Our most recent investment Pearson PLC represents an opportunity to invest in a great company with potential to transform itself to a prominent fast-growing EdTech company
Pearson is one of the most renowned academic publishers in the world, and the largest within higher education, with a 40% market share in the US. However, when we looked at it closer, we realized that it today actually stands on three legs, of which publishing is not the largest. The largest segment is Assessment (~55% of operating contribution), followed by Publishing (~35% of contribution) and Online Program Management (OPM, ~10% of contribution).
We chose to invest in Pearson as we believe it is composed of a solid high FCF, predictable and growing business at the core (Assessment), with Publishing reaching an interesting inflection point, and a possibility to move Pearson closer to the end-user and further into the EdTech space during the next decade. As a step in this direction, the company recently hired Andy Bird, former chairman of Disney International, and one of the leading persons who moved Disney closer to the end user through digital B2C offerings (think Disney+). While it is not common to see companies successfully move closer to the end user (in Pearson’s case from a B2B2C to a B2C model), our analysis shows that we do not need to be successful in this respect to make great returns, but it could add significant additional upside.
We identified Pearson as a potential investment candidate when Cevian (an Activist fund) took a position in the company earlier this year. Our first entry price is ~7x EV/2019 EBITDA. We are up ~12% since our first investment.
Below follows a deep dive on each of the three segments if you want to learn more.

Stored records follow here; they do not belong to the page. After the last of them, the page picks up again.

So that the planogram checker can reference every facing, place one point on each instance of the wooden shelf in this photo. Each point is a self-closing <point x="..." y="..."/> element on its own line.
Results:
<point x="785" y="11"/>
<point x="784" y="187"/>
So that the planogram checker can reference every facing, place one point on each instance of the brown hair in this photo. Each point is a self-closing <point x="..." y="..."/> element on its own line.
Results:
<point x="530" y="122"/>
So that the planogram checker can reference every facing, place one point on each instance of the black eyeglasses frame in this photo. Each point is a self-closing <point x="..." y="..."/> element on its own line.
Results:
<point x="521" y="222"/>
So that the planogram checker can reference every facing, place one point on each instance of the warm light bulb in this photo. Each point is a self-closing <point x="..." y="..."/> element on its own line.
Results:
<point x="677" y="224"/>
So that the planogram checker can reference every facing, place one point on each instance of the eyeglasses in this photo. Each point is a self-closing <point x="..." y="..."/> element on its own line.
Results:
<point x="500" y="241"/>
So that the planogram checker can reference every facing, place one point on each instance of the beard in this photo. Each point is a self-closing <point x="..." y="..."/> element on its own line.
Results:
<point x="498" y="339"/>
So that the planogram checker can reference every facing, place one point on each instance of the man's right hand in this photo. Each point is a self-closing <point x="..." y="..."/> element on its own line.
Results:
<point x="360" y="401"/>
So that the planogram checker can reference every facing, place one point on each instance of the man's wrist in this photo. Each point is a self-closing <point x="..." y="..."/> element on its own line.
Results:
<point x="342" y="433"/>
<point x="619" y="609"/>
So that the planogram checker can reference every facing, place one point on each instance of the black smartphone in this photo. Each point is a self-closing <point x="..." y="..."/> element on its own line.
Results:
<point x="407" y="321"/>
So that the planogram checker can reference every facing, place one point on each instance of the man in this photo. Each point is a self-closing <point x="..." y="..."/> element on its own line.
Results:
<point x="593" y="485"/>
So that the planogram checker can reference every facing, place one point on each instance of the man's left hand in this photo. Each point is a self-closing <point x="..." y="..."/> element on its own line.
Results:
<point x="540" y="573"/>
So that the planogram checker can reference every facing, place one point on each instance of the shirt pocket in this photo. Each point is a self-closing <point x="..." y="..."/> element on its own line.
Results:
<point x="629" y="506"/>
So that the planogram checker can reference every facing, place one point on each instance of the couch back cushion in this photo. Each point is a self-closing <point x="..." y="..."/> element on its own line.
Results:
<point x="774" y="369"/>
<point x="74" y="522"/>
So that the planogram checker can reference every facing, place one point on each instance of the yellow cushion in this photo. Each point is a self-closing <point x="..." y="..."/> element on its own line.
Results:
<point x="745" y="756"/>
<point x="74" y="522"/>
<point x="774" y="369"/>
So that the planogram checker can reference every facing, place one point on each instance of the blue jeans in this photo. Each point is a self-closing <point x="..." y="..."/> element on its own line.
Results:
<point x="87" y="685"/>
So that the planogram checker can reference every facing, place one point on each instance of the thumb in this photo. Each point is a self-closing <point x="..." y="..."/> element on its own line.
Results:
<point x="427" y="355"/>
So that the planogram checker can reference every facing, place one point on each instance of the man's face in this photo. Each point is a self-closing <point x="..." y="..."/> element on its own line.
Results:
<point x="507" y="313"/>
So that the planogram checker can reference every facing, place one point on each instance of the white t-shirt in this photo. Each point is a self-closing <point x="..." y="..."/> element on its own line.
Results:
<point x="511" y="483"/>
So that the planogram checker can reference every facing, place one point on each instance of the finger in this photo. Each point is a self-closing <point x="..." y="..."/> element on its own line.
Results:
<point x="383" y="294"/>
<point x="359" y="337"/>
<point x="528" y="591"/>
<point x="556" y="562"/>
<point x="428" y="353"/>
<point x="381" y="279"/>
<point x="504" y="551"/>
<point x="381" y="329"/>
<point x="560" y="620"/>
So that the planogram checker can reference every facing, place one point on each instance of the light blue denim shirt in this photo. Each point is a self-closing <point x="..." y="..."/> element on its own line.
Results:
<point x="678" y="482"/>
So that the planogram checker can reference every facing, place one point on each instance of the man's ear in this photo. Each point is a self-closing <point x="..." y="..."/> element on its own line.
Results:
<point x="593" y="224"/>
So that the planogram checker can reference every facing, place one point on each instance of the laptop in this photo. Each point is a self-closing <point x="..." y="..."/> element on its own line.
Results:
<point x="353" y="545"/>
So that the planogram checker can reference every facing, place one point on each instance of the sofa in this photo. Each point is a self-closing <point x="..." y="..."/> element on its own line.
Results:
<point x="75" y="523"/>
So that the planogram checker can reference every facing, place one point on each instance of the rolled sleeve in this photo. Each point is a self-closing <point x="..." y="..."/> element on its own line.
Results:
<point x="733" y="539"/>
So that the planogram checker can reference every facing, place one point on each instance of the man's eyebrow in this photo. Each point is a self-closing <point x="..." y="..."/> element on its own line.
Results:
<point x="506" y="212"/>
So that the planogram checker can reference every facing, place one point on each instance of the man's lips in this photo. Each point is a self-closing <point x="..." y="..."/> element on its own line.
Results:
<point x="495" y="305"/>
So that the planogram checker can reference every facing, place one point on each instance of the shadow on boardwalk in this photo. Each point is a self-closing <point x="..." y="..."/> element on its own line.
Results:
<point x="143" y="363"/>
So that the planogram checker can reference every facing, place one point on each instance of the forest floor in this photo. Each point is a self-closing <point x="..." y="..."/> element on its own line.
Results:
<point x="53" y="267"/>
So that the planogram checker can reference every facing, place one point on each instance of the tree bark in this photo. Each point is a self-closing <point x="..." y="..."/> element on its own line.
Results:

Higher Educational Publishing: a new and different decade ahead
Pearson’s higher educational publishing arm is the largest in the US with ~40% market share. During the last decade, the Company has been focused on navigating the digitalization of publishing. In many respects, the development looks a lot like the music industry a couple of decades ago, as new forms of distribution have affected customers willingness to pay for products. A trend that has accelerated during the last five years. Today over 65% of Pearson’s and the market’s higher educational publishing sales is coming from digital. But what is more important, a staggering ~2/3 of content is being consumed illegally or without paying, through pirate copies (21%) or through the usage of second-hand books (42%). The trend has seen sales of higher educational publishing decline, as the market has shrunk.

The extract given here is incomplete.